Since the first building in Houston, TX, was air conditioned in 1923, media has often dubbed the city, “the air conditioning capital of the world.” With summer temperatures often exceeding 100 degrees Fahrenheit, it’s no wonder that Houstonians are concerned about reliable electricity to keep the units running.

Houston’s population of 2.3 million makes it the fourth most populous city in the U.S. and the largest in Texas. Downtown Houston, the city’s central business district, hosts the headquarters of many prominent companies. It is also home to Minute Maid Park, Toyota Center, George R. Brown Convention Center and a 17-block theater district just to name a few of its attractions.

CenterPoint Energy’s electric transmission and distribution unit serves more than 2.1 million customers in a 5,000 square-mile area that includes Houston. With over 3,700 miles of transmission lines, 47,000 miles of distribution lines and 232 substations, CenterPoint Energy delivers electricity on behalf of 79 retail electric providers.

The location of the project in the downtown area of Houston required a trenchless installation.
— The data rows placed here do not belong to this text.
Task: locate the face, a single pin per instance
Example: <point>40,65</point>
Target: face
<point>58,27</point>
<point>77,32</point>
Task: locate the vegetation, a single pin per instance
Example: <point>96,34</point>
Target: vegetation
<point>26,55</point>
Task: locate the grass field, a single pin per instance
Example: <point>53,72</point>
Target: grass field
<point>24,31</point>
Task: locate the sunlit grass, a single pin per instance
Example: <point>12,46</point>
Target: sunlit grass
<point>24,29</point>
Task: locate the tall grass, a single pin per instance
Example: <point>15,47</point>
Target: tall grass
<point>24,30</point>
One of the underground transmission circuits serving the downtown Houston area is the 2.3 mile 138 kV Garrott to Midtown to Polk circuit. Its rating for continuous operation is 247 Mega Volt Amperes (MVA). CenterPoint Energy recommended upgrading the underground circuit by installing a new cable parallel with the existing one to increase the capacity of the circuit to a continuous rating of approximately 498 MVA. The existing line was a high-pressure fluid-filled (HPFF) pipe-type underground transmission system. After researching options, the engineers decided to parallel bundle the HPFF system with an extruded cross-linked polyethylene underground cable system.
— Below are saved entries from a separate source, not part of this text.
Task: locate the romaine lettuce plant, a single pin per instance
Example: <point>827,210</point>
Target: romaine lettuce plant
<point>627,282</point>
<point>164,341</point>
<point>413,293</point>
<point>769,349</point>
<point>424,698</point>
The existing 138 kV transmission line is located in an urban environment so installation of the new parallel line left no option other than trenchless methods. The project was awarded to Boyer Inc. of Houston. They chose to build the new line with centrifugally cast, fiberglass reinforced, polymer mortar (CCFRPM) pipe.
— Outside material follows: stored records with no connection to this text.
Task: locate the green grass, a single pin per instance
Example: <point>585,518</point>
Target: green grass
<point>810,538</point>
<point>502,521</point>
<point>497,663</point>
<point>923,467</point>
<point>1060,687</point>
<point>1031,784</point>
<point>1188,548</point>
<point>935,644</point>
Hobas Pipe USA supplied 7,000 feet of 30-inch, 230-ton jacking pipe to be used as casing for the conduit. Hobas pipe was selected for its capability to be jacked long distances and its non-metallic properties stood out. “Non-metallic Hobas pipe is manufactured of thermosetting resins which retain their properties better than thermoplastics when exposed to elevated temperatures,” explained Rene Garcia, engineering supervisor, Hobas Pipe USA.

Before construction began, Boyer performed a trial installation to ensure that the line would grout correctly. “Grouting on this project was important; you need complete coverage around the conduit because of the heat that is generated when the line is energized,” explained Barry Buse, project manager, Boyer.

The installation depth ranged from 20 to 30 feet. Boyer purchased an Akkerman 4812, Guided Boring Machine, built specially for this project. Customary tunneling and jacking machines use diesel motors, which cause loud noise when in use. Because of the project location, in an urban environment with noise pollution codes, Boyer needed an unobtrusive option. Akkerman built this particular unit to run electrically for noise reduction.

Boyer jacked the casing pipe in runs of 400 to 500 LF sections between pits. “We had high confidence in the quality of the Hobas casing, despite it having to endure some pretty high crushing forces from the guided bore machine,” stated Erich Schoennagel, manger-transmission project engineering, CenterPoint Energy.

Once the casing pipe was in place, their worker, using a trolley system designed for the project, entered the pipe and installed a Unistrut rail system along the inside top of the pipe. With the casing pipe and Unistrut in place, Boyer installed a bundle of three 8-inch and three 4-inch PVC pipes in a spacer designed to support the weight of the product along with its accompanying grout and vent tubes. The owner insisted on conduits completely encased in thermal grout, so installers paid particular attention to the grouting process to ensure maximum grouting of the annular space inside the carrier pipe.

“The circuit was energized to the new capacity rating in late April 2012 and is performing well,” Schoennagel said.

Hobas manufactures pipe is in sizes from 18 inches to 126 inches in pressure and non-pressure classes.